C’est également la conclusion des experts du cabinet suisse Geowatt, en novembre dernier (à lire ici), mandatés par le comité local d’information et de suivi (CLIS) du laboratoire de Bure : « Les ressources géothermiques au Trias dans la région de Bure peuvent aujourd’hui être exploitées de manière économique avec l’emploi de techniques et de matériels appropriés. »
En 2002, un géophysicien retraité, André Mourot, avait alerté les autorités sur la présence de géothermie dans les sous-sols de la zone envisagée pour y stocker les colis de déchets nucléaires. En 2008, à la suite de courriers adressés au CLIS, l’Andra prolonge un forage jusqu’à l’aquifère géothermique pour en évaluer le potentiel. Mais elle en tire un bilan négatif : « La production mesurée en test est nettement inférieure à la gamme de débits des exploitations géothermiques » existant dans le Bassin de Paris, conclut la synthèse de son programme de reconnaissance en 2009.

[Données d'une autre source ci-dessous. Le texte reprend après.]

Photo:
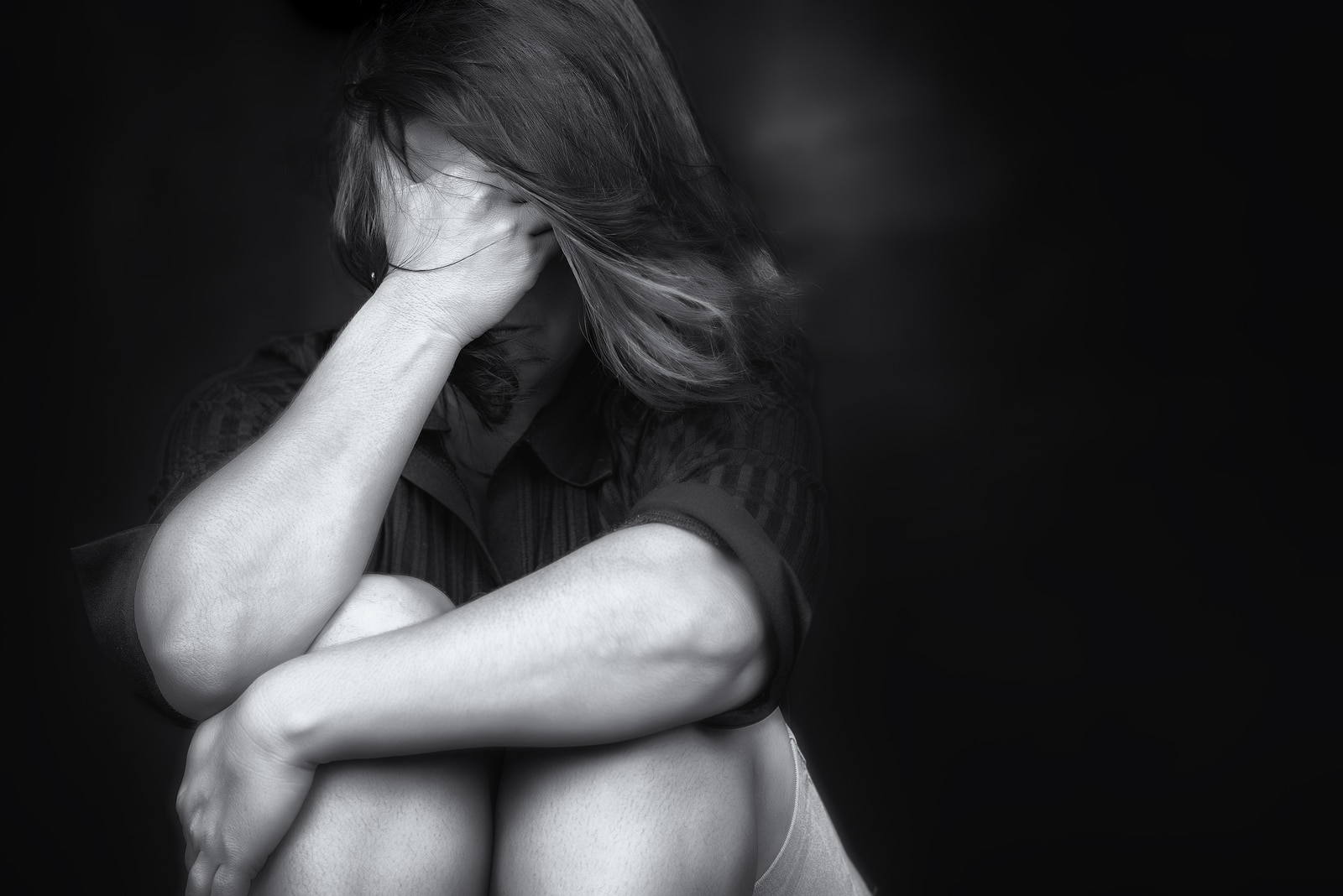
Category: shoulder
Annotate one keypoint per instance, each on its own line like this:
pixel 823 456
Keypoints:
pixel 269 378
pixel 776 432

Comment expliquer ce résultat ? Selon Jacques Varet, l’Andra a arrêté son forage de recherche juste avant d’atteindre la source la plus prolixe de géothermie : elle se trouve dans la couche basse du trias (le “bundsandstein”, les grès bigarrés) que le puits de forage n’a pas atteinte. « Ils se sont arrêtés trop haut, explique aujourd’hui Jacques Varet. Ils ont répondu du mieux qu'ils ont pu à la commande qui leur était faite : démontrer qu'il n'y avait pas de ressource géothermique. La géothermie, on la trouve quand on la cherche. On s'adresse pour ce faire à une entreprise compétente. »

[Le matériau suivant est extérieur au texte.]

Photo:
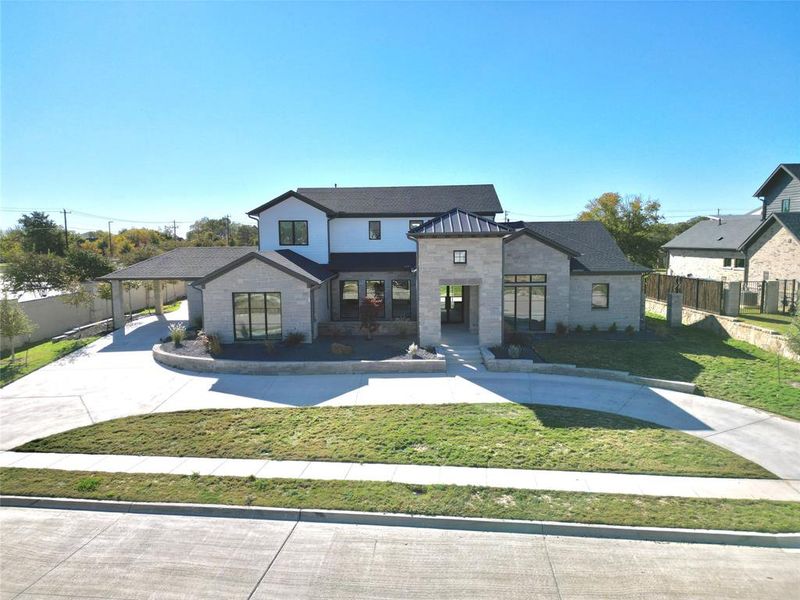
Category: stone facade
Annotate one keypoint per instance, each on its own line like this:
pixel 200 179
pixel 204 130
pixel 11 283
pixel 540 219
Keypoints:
pixel 705 264
pixel 624 301
pixel 256 276
pixel 777 252
pixel 526 255
pixel 484 269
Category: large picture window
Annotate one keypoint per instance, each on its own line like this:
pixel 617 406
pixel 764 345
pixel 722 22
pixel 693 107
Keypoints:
pixel 401 299
pixel 348 300
pixel 376 290
pixel 256 316
pixel 293 233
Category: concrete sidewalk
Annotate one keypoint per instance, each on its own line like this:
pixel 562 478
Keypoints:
pixel 522 479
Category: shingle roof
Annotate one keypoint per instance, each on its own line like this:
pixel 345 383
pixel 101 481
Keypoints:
pixel 727 233
pixel 194 263
pixel 459 222
pixel 597 250
pixel 372 261
pixel 414 201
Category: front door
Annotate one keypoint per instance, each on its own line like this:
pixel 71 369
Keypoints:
pixel 451 303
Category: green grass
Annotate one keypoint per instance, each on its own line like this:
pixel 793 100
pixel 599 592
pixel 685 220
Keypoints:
pixel 779 323
pixel 721 368
pixel 450 500
pixel 476 435
pixel 38 355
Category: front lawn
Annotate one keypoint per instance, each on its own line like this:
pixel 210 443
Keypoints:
pixel 476 435
pixel 721 368
pixel 450 500
pixel 38 355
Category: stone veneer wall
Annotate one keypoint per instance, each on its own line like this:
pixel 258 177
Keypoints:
pixel 484 269
pixel 526 255
pixel 256 276
pixel 777 252
pixel 763 338
pixel 624 301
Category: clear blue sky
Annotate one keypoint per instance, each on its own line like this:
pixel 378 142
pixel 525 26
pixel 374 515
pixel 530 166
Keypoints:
pixel 159 111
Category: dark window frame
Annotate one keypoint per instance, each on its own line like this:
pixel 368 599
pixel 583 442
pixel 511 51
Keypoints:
pixel 369 231
pixel 250 338
pixel 608 296
pixel 294 233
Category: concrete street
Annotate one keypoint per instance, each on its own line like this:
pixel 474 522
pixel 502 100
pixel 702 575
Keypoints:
pixel 117 376
pixel 79 554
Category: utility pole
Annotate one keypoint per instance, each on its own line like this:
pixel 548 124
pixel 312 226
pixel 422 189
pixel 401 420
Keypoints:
pixel 66 232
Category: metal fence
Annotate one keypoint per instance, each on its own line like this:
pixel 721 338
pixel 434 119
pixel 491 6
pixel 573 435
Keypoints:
pixel 701 294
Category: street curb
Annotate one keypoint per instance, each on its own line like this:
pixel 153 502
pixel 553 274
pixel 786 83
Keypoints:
pixel 651 534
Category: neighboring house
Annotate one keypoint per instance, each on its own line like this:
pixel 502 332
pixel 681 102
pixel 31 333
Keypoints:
pixel 434 257
pixel 753 247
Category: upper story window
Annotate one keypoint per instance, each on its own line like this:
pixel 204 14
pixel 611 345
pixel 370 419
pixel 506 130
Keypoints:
pixel 293 233
pixel 374 230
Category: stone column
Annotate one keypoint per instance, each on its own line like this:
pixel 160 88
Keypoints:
pixel 117 304
pixel 731 298
pixel 674 310
pixel 770 292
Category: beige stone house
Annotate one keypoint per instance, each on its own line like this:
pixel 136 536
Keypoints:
pixel 434 257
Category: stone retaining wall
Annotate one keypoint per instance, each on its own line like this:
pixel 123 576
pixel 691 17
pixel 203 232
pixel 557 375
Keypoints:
pixel 763 338
pixel 517 365
pixel 213 365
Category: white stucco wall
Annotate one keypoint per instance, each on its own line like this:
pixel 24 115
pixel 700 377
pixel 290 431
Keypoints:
pixel 704 264
pixel 528 256
pixel 352 235
pixel 624 301
pixel 293 209
pixel 256 276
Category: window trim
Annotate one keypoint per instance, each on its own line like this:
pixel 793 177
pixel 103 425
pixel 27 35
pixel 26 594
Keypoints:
pixel 608 296
pixel 369 231
pixel 294 223
pixel 267 337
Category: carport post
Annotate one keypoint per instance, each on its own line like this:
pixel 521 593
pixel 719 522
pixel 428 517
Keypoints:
pixel 157 297
pixel 117 306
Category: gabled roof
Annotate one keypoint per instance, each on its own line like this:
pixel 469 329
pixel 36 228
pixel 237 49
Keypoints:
pixel 597 252
pixel 286 196
pixel 724 233
pixel 793 169
pixel 458 222
pixel 791 221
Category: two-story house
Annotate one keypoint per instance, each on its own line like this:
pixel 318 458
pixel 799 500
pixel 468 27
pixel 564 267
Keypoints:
pixel 753 247
pixel 434 257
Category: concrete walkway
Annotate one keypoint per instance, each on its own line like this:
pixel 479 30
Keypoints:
pixel 117 377
pixel 521 479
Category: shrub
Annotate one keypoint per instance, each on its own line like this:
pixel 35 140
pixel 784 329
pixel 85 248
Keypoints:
pixel 294 338
pixel 177 333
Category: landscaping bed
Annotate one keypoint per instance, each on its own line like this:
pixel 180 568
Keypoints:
pixel 476 435
pixel 442 500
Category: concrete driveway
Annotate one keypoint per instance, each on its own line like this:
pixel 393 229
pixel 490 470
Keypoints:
pixel 117 376
pixel 85 554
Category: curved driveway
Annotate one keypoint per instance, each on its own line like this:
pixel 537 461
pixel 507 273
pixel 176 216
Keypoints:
pixel 116 377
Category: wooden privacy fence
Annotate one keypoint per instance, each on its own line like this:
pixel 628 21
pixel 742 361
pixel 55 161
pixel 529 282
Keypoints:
pixel 701 294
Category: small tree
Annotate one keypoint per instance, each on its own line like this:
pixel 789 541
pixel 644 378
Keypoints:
pixel 371 309
pixel 13 322
pixel 76 295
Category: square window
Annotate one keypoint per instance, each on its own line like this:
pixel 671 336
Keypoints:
pixel 374 230
pixel 599 295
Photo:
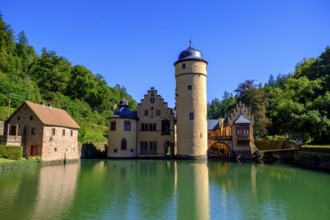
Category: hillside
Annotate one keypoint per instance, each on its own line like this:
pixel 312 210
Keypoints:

« C’est faux, nous avons foré jusqu’à 2 000 mètres de profondeur et nous avons été bloqués par un conglomérat très dur et très imperméable », rétorque Patrick Lebon, directeur de la recherche et du développement à l’Andra, « nous n’avons rien caché ».

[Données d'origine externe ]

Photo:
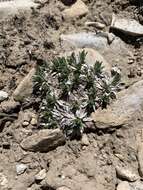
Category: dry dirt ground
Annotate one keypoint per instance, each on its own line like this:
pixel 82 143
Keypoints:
pixel 29 37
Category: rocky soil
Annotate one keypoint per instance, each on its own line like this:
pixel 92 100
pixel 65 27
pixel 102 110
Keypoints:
pixel 109 156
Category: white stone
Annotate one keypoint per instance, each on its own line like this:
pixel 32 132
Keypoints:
pixel 127 107
pixel 20 168
pixel 84 140
pixel 44 140
pixel 124 185
pixel 34 121
pixel 77 9
pixel 128 26
pixel 13 6
pixel 25 88
pixel 41 175
pixel 3 95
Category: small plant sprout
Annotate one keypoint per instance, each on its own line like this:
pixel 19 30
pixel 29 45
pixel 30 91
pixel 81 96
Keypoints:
pixel 70 90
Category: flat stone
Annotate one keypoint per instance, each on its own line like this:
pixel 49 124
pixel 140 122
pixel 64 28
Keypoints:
pixel 91 58
pixel 128 26
pixel 20 168
pixel 127 107
pixel 25 88
pixel 3 95
pixel 9 106
pixel 41 175
pixel 77 9
pixel 126 174
pixel 3 181
pixel 97 25
pixel 34 121
pixel 124 185
pixel 108 45
pixel 44 141
pixel 9 7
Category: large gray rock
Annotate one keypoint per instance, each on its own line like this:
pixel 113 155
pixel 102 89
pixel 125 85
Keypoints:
pixel 44 141
pixel 128 26
pixel 124 185
pixel 127 107
pixel 25 88
pixel 109 46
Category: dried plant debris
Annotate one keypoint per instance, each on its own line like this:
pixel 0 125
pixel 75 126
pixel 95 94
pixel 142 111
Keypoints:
pixel 70 90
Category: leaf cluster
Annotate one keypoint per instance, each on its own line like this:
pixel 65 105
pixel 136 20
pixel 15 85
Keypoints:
pixel 70 90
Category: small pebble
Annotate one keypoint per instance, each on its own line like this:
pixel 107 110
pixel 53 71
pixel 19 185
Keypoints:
pixel 3 95
pixel 84 140
pixel 20 168
pixel 98 25
pixel 63 188
pixel 33 121
pixel 25 123
pixel 126 174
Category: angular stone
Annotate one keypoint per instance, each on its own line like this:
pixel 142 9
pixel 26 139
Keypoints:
pixel 77 9
pixel 91 58
pixel 12 7
pixel 126 174
pixel 84 140
pixel 41 175
pixel 25 88
pixel 3 95
pixel 128 26
pixel 127 107
pixel 140 158
pixel 20 168
pixel 124 185
pixel 9 106
pixel 44 140
pixel 108 45
pixel 3 181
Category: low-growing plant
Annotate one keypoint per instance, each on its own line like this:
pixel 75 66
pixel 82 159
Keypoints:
pixel 70 90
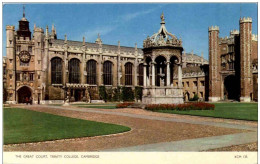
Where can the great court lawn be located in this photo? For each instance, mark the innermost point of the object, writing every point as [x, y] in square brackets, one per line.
[21, 126]
[239, 111]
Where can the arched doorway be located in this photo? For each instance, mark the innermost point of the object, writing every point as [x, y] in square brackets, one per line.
[160, 71]
[231, 90]
[186, 96]
[173, 68]
[23, 93]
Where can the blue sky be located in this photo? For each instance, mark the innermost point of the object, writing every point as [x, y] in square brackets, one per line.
[130, 23]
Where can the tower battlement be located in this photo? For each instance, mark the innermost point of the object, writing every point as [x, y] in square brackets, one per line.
[234, 32]
[214, 28]
[8, 27]
[245, 20]
[38, 29]
[254, 37]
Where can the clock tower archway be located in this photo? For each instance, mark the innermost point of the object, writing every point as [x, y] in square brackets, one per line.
[23, 94]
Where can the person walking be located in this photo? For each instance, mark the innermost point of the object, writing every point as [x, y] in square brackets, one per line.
[26, 100]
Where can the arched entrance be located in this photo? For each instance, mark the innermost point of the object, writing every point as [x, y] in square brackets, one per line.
[23, 93]
[231, 90]
[186, 96]
[160, 71]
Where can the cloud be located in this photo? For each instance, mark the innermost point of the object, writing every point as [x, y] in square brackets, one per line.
[131, 16]
[92, 33]
[103, 30]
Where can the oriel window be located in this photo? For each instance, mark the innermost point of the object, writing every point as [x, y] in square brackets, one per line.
[74, 71]
[140, 74]
[107, 73]
[128, 74]
[92, 72]
[56, 70]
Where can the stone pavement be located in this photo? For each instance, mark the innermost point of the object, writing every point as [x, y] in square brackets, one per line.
[247, 135]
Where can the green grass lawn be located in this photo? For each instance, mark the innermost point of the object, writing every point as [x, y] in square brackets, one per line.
[99, 106]
[240, 111]
[21, 126]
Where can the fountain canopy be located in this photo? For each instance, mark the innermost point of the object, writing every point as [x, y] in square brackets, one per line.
[162, 38]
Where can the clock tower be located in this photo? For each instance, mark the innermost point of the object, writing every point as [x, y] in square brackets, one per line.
[24, 30]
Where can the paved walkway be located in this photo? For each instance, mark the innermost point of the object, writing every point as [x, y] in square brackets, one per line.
[200, 144]
[195, 144]
[189, 121]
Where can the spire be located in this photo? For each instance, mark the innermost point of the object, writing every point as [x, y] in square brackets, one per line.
[65, 41]
[162, 18]
[52, 28]
[47, 31]
[23, 11]
[118, 47]
[98, 40]
[83, 43]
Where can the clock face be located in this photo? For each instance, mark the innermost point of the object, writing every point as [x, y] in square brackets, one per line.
[25, 56]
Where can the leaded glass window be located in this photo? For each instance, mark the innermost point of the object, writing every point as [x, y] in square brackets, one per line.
[74, 71]
[107, 73]
[128, 74]
[92, 72]
[56, 71]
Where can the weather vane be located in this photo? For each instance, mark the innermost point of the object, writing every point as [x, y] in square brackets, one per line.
[162, 17]
[23, 11]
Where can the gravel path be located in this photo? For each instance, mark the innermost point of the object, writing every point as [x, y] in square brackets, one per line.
[144, 131]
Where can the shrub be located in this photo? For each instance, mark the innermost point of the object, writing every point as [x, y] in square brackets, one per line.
[127, 94]
[109, 94]
[181, 107]
[124, 105]
[138, 93]
[195, 98]
[102, 93]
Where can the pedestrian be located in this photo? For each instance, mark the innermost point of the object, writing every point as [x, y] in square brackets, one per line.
[26, 100]
[30, 100]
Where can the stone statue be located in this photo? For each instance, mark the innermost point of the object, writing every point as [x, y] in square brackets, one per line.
[162, 17]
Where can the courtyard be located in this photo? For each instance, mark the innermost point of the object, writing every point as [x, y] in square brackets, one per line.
[150, 131]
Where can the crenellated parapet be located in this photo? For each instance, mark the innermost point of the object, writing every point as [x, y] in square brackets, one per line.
[246, 20]
[214, 28]
[254, 37]
[234, 32]
[9, 27]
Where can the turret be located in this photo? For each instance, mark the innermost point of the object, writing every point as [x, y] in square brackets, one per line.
[245, 59]
[214, 76]
[24, 30]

Le bureau d’études Geowatt constate pourtant, lui aussi, que la couche n’a pas été explorée sur toute son épaisseur : « En l’absence de tests sur l’ensemble de la formation du trias, la question se pose de la représentativité de ces valeurs pour l’ensemble de la formation. »
« Obstruction massive »
Ce différend d’experts est aujourd’hui au cœur d’un litige juridique : six associations de défense de l’environnement (Réseau « Sortir du nucléaire », Bure Stop 55, Cedra, Asocedra, Les Habitants vigilants et Mirabel LNE, membre de France nature environnement) assignent l’Andra en justice sur ce fondement pour « réparation des préjudices subis ». Pour les requérants, si l’agence n’a trouvé qu’un débit faible de géothermie, cela « résulte à l’évidence de l’obstruction massive de plusieurs points » du forage « par la boue polymère ainsi que par l’utilisation d’une petite pompe de forage de recherche ». Autrement dit, les opérateurs sollicités par l'agence auraient bouché les trous qu'ils étaient censés explorer. Pour Godinot, géologue opposé au projet, « l’Andra avait fait injecter plusieurs mètres cubes de cette boue gélatineuse dans le petit conduit de l’appareil test ».
Nouveau démenti de Patrick Lebon, de l’Andra : « Nous avons utilisé de l’eau et quelques additifs de type polymères, ça ne bouche pas du tout les pores. » Mais dans son rapport, Geowatt s’inquiète de ces tests hydrauliques « fortement affectés par du très fort colmatage », qui a pour effet de « diminuer très fortement les débits ».
Les règles de sûreté nucléaire, adoptées en 1991, imposent que le futur site d’enfouissement des déchets soit « choisi de façon à éviter des zones dont l’intérêt connu ou soupçonné présente un caractère exceptionnel ». Mais dans son guide de sûreté relatif au stockage définitif des déchets radioactifs, en 2008, l’Autorité de sûreté du nucléaire (ASN) a modifié ce critère d’appréciation. Au sujet de la géothermie et du stockage de chaleur, on peut y lire que « cette situation n’est pas étudiée car les sites retenus ne devront pas présenter d’intérêt particulier de ce point de vue ». Non exceptionnel, l’intérêt du site géologique sous la commune de Bure est en revanche particulier, estiment les associations requérantes. Sur cette base, ils accusent l’Andra d’avoir divulgué une information « radicalement erronée ».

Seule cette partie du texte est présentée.